Elle a mal à la tête mais pas suffisamment pour la regarder comme si elle cherchait encore à l'arnaquer, encore à lui soutirer des informations pour son bout de papier. C'est sûrement le cas mais au point où elle en est, elle n'est pas d'humeur à lui refuser quoi que ce soit.
- Non, ils n'étaient pas enregistrés dans les fichiers de la SNCF comme étant des passagers de ce train. Ce n'est pas étonnant, les billets ne sont pas toujours nominaux surtout si on les achète à la dernière minute. Tout ce qu'on a c'est Henriette et...

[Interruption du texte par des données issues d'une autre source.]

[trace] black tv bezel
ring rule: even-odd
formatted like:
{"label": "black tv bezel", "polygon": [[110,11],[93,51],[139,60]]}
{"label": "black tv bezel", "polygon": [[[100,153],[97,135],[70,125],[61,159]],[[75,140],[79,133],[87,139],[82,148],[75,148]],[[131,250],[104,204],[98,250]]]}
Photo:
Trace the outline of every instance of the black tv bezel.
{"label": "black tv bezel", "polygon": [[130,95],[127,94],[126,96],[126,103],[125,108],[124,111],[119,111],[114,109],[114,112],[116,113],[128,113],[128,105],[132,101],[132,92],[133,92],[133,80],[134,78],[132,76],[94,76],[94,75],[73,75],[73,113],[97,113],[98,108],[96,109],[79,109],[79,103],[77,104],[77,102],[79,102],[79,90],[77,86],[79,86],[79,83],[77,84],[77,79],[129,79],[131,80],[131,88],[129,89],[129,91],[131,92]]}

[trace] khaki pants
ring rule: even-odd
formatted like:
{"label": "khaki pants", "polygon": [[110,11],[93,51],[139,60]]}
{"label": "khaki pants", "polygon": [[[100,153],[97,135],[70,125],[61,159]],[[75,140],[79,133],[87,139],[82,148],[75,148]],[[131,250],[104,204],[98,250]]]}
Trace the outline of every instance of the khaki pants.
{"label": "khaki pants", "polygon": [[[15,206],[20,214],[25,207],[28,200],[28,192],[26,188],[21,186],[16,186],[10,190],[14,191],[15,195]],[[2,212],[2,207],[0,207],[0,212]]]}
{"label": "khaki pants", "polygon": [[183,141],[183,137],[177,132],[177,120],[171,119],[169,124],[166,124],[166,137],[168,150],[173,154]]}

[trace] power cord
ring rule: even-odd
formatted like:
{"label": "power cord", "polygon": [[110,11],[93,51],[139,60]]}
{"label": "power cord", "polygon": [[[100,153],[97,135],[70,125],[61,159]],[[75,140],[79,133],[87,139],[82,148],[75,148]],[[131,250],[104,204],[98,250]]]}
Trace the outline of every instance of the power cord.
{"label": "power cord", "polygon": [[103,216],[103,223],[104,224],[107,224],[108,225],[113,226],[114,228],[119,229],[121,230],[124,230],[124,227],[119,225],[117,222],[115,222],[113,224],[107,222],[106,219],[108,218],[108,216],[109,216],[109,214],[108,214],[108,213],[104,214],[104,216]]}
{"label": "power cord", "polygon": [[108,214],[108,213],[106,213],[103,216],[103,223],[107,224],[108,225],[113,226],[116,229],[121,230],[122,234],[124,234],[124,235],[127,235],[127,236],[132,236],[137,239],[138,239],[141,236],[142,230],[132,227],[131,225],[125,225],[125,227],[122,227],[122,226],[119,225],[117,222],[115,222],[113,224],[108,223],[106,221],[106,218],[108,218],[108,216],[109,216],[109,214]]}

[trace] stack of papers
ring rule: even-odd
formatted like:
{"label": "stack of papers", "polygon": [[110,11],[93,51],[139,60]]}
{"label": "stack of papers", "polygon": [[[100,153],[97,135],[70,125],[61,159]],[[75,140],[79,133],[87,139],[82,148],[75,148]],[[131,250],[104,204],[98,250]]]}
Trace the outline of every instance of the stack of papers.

Anna pointe du bout du doigt l'homme assis à côté d'elle.
- Son mari, Paul. Des recherches sont en cours pour trouver leur adresse. Je pense que ces gens se connaissaient. Ils ont l'air de se connaitre, vous ne trouvez pas ? C'est comme s'ils étaient complices au point de pouvoir échanger sans dire un mot. Vous comprenez ? Ce genre de lien, ça ne se construit pas en un jour. Si on trouve où ils habitent, alors peut-être qu'on aura l'identité des autres.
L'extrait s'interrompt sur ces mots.